Acsády Judit és Mészáros Zsolt: Rural Feminism and its Links to National and International Organizations in Hungary 1904-1918

címmel tart előadást, Eleventh European Social Science History conference (ESSHC) in Valencia, 30 March - 2 April 2016. University of Valencia.

Abstract

Feminist movements on the turn of the century are often seen as exclusively urban movements. Yet, the re-examination of archive sources, correspondence and contemporary publications show that activist outside of capitals and cities were involved as well. The Budapest centred national organization, the Feminist Association (founded in 1904 as the Hungarian auxiliary of IWSA) had a large number of local groups and supporters all over the country including women from small towns and also peasant women from rural areas, as typical examples of organizations from below. History writing has neglected these scenes and these activists so far.
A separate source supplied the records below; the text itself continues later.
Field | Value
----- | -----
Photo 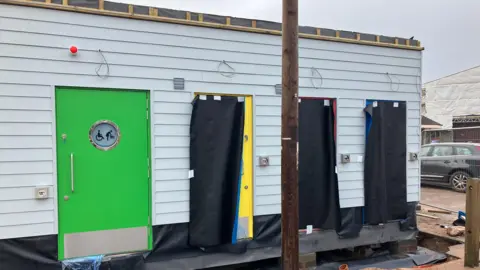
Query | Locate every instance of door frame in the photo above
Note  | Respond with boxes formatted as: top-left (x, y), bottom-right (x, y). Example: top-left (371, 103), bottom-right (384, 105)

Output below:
top-left (298, 97), bottom-right (338, 158)
top-left (52, 86), bottom-right (153, 248)
top-left (193, 92), bottom-right (254, 239)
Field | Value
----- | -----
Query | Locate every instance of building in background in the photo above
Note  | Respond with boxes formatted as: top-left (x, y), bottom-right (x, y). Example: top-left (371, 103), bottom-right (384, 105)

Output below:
top-left (423, 66), bottom-right (480, 128)
top-left (421, 116), bottom-right (442, 130)
top-left (422, 66), bottom-right (480, 144)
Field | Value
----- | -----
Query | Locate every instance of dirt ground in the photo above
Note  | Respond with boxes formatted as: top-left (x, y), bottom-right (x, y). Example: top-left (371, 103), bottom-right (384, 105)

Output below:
top-left (418, 186), bottom-right (466, 241)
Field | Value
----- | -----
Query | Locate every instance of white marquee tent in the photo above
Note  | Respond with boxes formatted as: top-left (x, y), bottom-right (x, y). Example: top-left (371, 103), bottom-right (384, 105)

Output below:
top-left (423, 65), bottom-right (480, 128)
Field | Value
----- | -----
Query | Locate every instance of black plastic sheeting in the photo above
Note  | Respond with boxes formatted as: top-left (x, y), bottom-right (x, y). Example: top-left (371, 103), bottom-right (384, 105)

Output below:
top-left (337, 207), bottom-right (363, 238)
top-left (400, 202), bottom-right (419, 231)
top-left (364, 101), bottom-right (408, 225)
top-left (298, 99), bottom-right (340, 231)
top-left (313, 247), bottom-right (446, 270)
top-left (189, 95), bottom-right (245, 248)
top-left (0, 235), bottom-right (60, 270)
top-left (253, 214), bottom-right (281, 245)
top-left (259, 247), bottom-right (446, 270)
top-left (1, 217), bottom-right (418, 270)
The paper aims to describe the ways of functioning, the motivations, the activities of the local groups, highlighting their connections with the main office of the organization in Budapest and also the direct or indirect links to the international level (for example Hungarian delegates of local rural feminist groups were present first ever at an IWSA congress in Amsterdam, 1908). At the same time the paper aims to reveal these in comparison with the way how the main office of the Feminist Network in Budapest was connected to the IWSA.  How values fluctuated, how female empowerment and expressions of solidarity passed through these links and networks? What characterizes the strategies on the international, national and local levels? How were the activities harmonized? What significances personal relations had and how these personal connections influenced the movements? Beyond the comparative analysis the paper will also give so far not recognised examples of how local feminist activities were accepted by the local communities.